Wesley Hill is a same-sex attracted (“SSA”) Christian who is committed to celibacy. In this fine book, he makes many good points in an odd way. Reading his book is like speaking to someone who learned English abroad; he’s fluent but he’s not a native! Hill challenges the reader to re-imagine real Christian friendship. Unfortunately, despite his best efforts, one cannot help but suspect Hill wants friendship as a substitute for a romantic relationship.[1]
He denigrates marriage by claiming it cannot fulfill all its promises. Hill asks us to imagine what friendship could be like if it ceased to be “casual,” and became committed.[2] Unfortunately, Hill struggles to marshal Scripture to support his theology of robust friendship; certainly not at the expense of marriage. The passages he does cite are rarely didactically about friendship at all (Prov 17:17, 18:24; Ruth 1; David and Jonathan; Jn 11:3, 15:13), or are otherwise desperate (Lk 23:26). His best discussion is Mk 3:32-35 and the implications of Christian brotherhood and sisterhood. However, it is doubtful Mk 3 can bear all the freight Hill wishes it to.
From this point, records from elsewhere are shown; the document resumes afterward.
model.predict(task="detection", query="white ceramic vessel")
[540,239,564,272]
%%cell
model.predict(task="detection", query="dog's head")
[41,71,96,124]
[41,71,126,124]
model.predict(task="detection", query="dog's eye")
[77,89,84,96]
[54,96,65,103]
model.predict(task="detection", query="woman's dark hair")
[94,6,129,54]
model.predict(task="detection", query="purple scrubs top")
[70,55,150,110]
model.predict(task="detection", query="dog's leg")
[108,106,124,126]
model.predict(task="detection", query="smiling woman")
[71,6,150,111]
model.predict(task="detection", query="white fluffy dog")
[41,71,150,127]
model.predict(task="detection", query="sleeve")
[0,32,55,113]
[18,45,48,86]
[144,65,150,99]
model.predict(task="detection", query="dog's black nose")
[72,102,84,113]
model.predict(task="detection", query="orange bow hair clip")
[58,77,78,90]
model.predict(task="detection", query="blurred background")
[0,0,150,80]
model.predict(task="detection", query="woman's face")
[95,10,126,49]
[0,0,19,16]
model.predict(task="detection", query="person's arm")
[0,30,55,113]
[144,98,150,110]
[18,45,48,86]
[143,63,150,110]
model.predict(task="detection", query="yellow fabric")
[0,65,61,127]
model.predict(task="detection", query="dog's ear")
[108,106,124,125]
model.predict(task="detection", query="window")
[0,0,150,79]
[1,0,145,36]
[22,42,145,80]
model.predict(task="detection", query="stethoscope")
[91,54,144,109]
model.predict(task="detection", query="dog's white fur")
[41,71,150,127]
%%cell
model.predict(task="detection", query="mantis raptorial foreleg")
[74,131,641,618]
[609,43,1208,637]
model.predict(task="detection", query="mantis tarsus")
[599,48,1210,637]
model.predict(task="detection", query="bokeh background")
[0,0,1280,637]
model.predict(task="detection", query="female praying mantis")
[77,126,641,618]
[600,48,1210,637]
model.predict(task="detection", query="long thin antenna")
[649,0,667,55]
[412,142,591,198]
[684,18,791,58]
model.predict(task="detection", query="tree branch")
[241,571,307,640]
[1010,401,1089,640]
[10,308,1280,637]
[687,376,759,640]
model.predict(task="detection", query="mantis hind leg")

- He cites multiple examples of deep friendship (“sworn brotherhood”) from multiple eras, but this by itself proves nothing.
- Hill endorses a monastic vision of “spiritual friendship” that’s “a form of same-sex intimacy that sublimated or transmuted erotic passion rather than sanctioning its genital expression.”[3] It is difficult to find this sentiment in Jesus’ words.
- “We are eager for our friends to say to us, ‘I love you because you’re mine,’ without leaving themselves an escape clause.”[4]
- “In the New Testament, as we’ve seen, familial language far outweighs the language of friendship when it comes to describing Christian community. Believers are one another’s ‘brothers and sisters in Christ,’ not (primarily) one another’s ‘friends.’”[5]
In short, Hill is inescapably and unbearably lonely. “My question, at root, is how I can steward and sanctify my homosexual orientation in such a way that it can be a doorway to blessing and grace.”[6] He chooses to embrace “gayness” as a badge of self-identity.[7] To Hill, his homosexuality is a call to a vocation of male friendship. “My being gay and saying no to gay sex may lead me to be more of a friend to men, not less.”[8]
To him, spiritual friendship involves a covenant commitment just as deep as that of marriage.[9] Hill is introspective enough to suspect he’s looking to fill a romantic void by sanctifying friendship.[10] His last chapter is full of excellent advice on fostering real friendships in the church.
Hill’s book challenges the reader. It forces you to think beyond the casual relationships we often call “friendship” in our congregations. Speaking practically, his vision is perhaps utopian in its scope and there is only so much an overworked elder team can do in a congregation. However, Hill’s brute honesty makes it an invaluable resource for SSA Christians and a summons to the church to cultivate meaningful community. Its strengths far outweigh its weaknesses.
[1] “As someone trying to reconcile his Christian faith with his homosexuality, I have become increasingly drawn to that notion: that there exists, for someone like me, a location for my love. That, by rediscovering ancient, and not-so-ancient, forms and exemplars of friendship, I might be able to rewrite the lonely future I feared would be my lot as a celibate gay Christian. That I too am called to nurture, deepen, and sanctify my love,” (pgs. 21-22).
[2] “Should we consider friendship as always freshly chosen but never incurring any substantial obligations or entailing any unbreakable bonds? Or should we instead—pursuing a rather different line of thought—consider friendship more along the lines of how we think of marriage? Should we begin to imagine friendship as more stable, permanent, and binding than we often do? Should we, in short, think of our friends more like the siblings we’re stuck with, like it or not, than like our acquaintances? Should we begin to consider at least some of our friends as, in large measure, tantamount to family? And if so, what needs to change about the way we approach it and seek to maintain it?” (KL 115-131).
[3] Pg. 33.
[4] Pg. 42. To Hill, this “escape clause” is the possibility of marriage and the resulting shift of relationship dynamics.
[5] Pg. 60.
[6] Pg. 79.
[7] Pgs. 79-80.
[8] Pg. 81.
[9] Pg. 90.
[10] “The danger is that I’ll idealize friendship as a quick fix for loneliness and relational burdens rather than as something requiring substantial burden-bearing itself. Insofar as there is an answer to this problem, I suspect it lies in the recognition that friendship involves just as much of an ascetic struggle as marriage or parenting or monastic vows or any other form of Christian love,” (pgs. 98-99).